近代建築誕生秘話 塔博士の愛した数式 ~東京タワーを作った男・内藤多仲~

番組概要

6つのテレビ電波塔と観光タワーの設計を手がけた建築家・内藤多仲。耐震建築の父と呼ばれた内藤は、なぜ「塔」に魅せられたのか。東京大学工学部建築学科を卒業した菊川怜を案内役に、塔博士・内藤多仲の全人生に迫る。

1954年(昭和29年)6月に完成した名古屋テレビ塔をはじめ、大阪・通天閣、東京タワー、大分・別府タワー、北海道・さっぽろテレビ塔、福岡・博多ポートタワーの計6つのテレビ電波塔と観光タワーの設計を手がけた建築家・内藤多仲。耐震建築の父と呼ばれた内藤は、なぜ「塔」に魅せられたのか。街の風景を変えた男、塔博士・内藤多仲の全人生に迫る。

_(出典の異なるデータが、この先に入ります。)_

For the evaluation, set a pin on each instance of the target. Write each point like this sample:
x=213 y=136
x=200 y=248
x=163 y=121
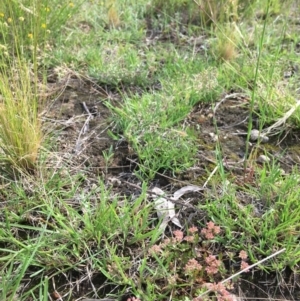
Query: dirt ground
x=81 y=123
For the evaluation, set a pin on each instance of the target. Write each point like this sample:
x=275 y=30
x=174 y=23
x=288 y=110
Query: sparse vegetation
x=101 y=102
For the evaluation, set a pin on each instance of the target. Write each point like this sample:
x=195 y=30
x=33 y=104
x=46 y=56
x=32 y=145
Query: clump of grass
x=271 y=219
x=20 y=130
x=147 y=123
x=27 y=25
x=226 y=42
x=113 y=15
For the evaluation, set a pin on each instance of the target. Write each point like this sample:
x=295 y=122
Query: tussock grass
x=162 y=59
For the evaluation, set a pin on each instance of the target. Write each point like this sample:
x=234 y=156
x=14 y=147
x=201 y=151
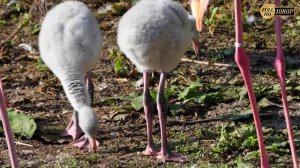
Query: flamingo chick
x=70 y=42
x=154 y=34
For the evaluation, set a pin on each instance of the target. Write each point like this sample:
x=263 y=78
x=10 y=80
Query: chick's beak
x=198 y=8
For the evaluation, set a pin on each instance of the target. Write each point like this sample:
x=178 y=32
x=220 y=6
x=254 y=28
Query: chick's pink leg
x=73 y=129
x=280 y=69
x=164 y=154
x=148 y=109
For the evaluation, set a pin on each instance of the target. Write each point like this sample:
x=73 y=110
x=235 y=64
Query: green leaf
x=264 y=102
x=22 y=124
x=137 y=102
x=175 y=109
x=210 y=98
x=190 y=91
x=229 y=51
x=118 y=64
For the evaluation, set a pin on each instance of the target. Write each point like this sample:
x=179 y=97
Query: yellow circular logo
x=267 y=11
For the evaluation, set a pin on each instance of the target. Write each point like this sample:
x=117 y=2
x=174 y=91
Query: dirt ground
x=38 y=93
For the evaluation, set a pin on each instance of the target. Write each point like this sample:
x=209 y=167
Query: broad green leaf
x=22 y=124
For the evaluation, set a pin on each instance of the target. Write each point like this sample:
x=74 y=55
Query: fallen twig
x=181 y=122
x=206 y=63
x=23 y=144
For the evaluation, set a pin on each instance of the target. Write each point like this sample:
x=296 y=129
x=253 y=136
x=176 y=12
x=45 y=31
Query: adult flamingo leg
x=7 y=129
x=280 y=69
x=243 y=62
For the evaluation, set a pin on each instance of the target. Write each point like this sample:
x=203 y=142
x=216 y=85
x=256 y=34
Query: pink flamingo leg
x=280 y=69
x=243 y=62
x=7 y=130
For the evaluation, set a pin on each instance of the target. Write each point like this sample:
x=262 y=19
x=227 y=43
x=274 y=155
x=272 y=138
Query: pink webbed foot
x=150 y=151
x=169 y=157
x=73 y=129
x=196 y=46
x=86 y=142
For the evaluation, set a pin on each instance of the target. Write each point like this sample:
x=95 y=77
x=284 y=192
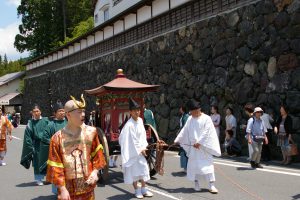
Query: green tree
x=79 y=30
x=43 y=22
x=5 y=62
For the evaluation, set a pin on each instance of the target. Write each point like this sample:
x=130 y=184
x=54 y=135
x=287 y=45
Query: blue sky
x=9 y=23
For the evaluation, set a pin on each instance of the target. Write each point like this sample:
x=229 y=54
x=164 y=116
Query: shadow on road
x=178 y=174
x=296 y=197
x=244 y=168
x=30 y=184
x=52 y=197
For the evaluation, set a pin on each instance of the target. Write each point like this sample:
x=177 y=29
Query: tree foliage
x=80 y=29
x=7 y=67
x=42 y=28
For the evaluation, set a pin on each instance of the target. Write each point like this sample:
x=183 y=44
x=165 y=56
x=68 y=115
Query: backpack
x=257 y=138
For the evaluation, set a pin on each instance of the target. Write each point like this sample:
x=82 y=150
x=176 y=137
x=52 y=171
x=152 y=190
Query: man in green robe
x=55 y=125
x=31 y=144
x=149 y=117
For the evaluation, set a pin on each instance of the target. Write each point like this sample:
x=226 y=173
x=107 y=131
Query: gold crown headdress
x=79 y=104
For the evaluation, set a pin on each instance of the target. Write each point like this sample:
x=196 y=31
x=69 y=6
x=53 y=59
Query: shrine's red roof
x=121 y=83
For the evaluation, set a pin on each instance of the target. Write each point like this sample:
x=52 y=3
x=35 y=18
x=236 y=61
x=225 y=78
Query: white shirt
x=267 y=119
x=199 y=130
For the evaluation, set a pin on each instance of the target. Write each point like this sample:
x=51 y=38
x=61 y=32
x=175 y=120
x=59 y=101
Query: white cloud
x=14 y=2
x=7 y=38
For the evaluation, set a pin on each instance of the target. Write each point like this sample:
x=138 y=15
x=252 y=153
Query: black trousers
x=266 y=153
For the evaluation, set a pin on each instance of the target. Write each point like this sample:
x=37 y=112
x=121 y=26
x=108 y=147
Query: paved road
x=235 y=181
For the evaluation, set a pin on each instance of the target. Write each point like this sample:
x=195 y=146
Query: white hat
x=258 y=109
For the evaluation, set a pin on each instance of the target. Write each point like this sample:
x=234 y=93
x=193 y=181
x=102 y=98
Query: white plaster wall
x=90 y=40
x=83 y=44
x=71 y=50
x=45 y=60
x=65 y=52
x=130 y=21
x=159 y=6
x=108 y=32
x=59 y=54
x=121 y=6
x=55 y=56
x=175 y=3
x=118 y=27
x=77 y=47
x=98 y=36
x=50 y=58
x=144 y=14
x=10 y=87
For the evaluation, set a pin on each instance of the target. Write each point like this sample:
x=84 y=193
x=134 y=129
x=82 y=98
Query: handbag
x=293 y=150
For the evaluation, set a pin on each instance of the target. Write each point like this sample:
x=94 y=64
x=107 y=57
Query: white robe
x=132 y=141
x=199 y=130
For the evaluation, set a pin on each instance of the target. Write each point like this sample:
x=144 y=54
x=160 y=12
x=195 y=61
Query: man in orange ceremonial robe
x=6 y=128
x=75 y=156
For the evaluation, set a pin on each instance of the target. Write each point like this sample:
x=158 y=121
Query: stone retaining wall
x=248 y=55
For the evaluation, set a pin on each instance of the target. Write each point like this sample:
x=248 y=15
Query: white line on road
x=16 y=138
x=163 y=194
x=156 y=191
x=247 y=164
x=265 y=170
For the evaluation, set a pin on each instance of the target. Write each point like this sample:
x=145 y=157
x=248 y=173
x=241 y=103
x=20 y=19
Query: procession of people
x=66 y=152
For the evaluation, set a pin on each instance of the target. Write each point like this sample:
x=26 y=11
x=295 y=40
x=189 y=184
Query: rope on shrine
x=159 y=151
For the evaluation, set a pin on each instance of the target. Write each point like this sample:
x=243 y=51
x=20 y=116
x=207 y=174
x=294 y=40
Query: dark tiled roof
x=10 y=77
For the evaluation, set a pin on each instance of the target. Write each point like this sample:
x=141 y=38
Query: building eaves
x=95 y=29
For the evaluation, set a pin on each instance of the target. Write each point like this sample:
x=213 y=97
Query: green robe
x=50 y=130
x=149 y=118
x=31 y=144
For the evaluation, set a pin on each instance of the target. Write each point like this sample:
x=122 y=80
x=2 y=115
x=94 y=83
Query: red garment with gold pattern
x=72 y=159
x=5 y=126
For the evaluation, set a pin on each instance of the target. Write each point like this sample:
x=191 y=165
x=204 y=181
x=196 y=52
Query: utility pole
x=64 y=18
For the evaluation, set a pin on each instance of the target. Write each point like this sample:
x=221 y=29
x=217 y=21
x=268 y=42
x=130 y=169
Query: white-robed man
x=199 y=139
x=134 y=144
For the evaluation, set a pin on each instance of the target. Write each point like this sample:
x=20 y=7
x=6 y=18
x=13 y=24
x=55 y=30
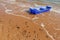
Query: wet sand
x=18 y=24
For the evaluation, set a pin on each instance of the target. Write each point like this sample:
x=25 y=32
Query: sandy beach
x=17 y=24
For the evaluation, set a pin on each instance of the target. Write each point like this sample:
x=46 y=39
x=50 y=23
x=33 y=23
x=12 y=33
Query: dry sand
x=17 y=24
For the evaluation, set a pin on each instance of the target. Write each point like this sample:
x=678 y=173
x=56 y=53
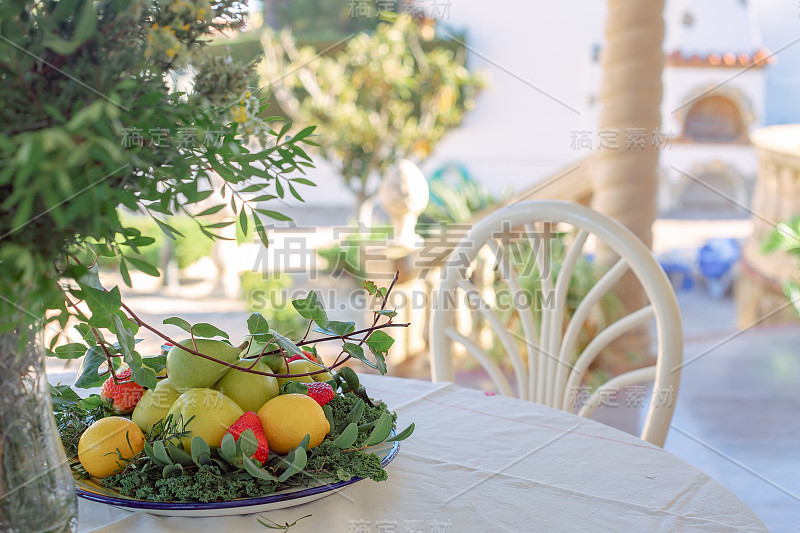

東京大学建築学科に在学中、デッサンが苦手だった内藤は、教官から「これからは構造設計の時代だ」と計算尺(けいさんじゃく)を渡される。コンピューターがない当時、内藤は計算尺をいつも胸ポケットにしのばせ、建物の構造計算をし、耐震構造の研究に没頭。ついに「神の数式」を導きだし、耐震構造理論を確立していく。その後、「耐震壁」付き鉄骨鉄筋コンクリート造りの日本興業銀行本店の構造設計を実施。完成の3か月後に関東大震災が起こるが、東京・丸の内にあった米国流鉄骨造ビルが大きな被害を受けたのとは対照的に、日本興業銀行本店が無事だったことで内藤は一躍、時の人となる。